The findings from the DTA in FIG. 10A are consistent with the outcomes derived from the TGA analysis, showing two merged peaks at 76° C. and 93° C., which correspond to the decomposition of unreacted K₂CO₃·1.5H₂O. A total latent desorption heat equals 1111.17 kJ/gH₂O (20 kJ/mol of H₂O). The pre-humidification K₂CO₃·1.5H₂O has an important function in the adsorption process, which can react with CO₂ at low reaction enthalpy.

The heat flow analysis of the sample after adsorption (FIG. 10B) has shown a peak at 144° C. corresponding to the latent heat of KHCO₃ decomposition into K₂CO₃, H₂O, and CO₂ products. The calculated latent heat of CO₂ desorption, considering the mass balance of TGA and bench scale analysis, is 75.7 kJ/molCO₂.

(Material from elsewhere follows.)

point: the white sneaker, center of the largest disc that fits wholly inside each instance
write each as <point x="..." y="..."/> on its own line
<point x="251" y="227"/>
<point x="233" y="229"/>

For better identification of adsorbent energy demand for CO₂ desorption, sensible heat must be determined. FIG. 12 depicts the measured value of specific heat (Cp) versus temperature. The small peak at 70° C. is attributed to the latent heat of H₂O desorption, which was adsorbed during sample handling. Considering 1 kg of the adsorbent with a heat capacity of 0.86 kJ kg⁻¹ K⁻¹ has an adsorption capacity of 2.1 mmol of CO₂/(g of sorbent) produces 2.1 mol of CO₂, the calculated sensible heat is 38.49 kJ/molCO₂. The total thermal energy required for the CO₂ desorption process includes sensible and latent heat, corresponding to 114.19 kJ/molCO₂.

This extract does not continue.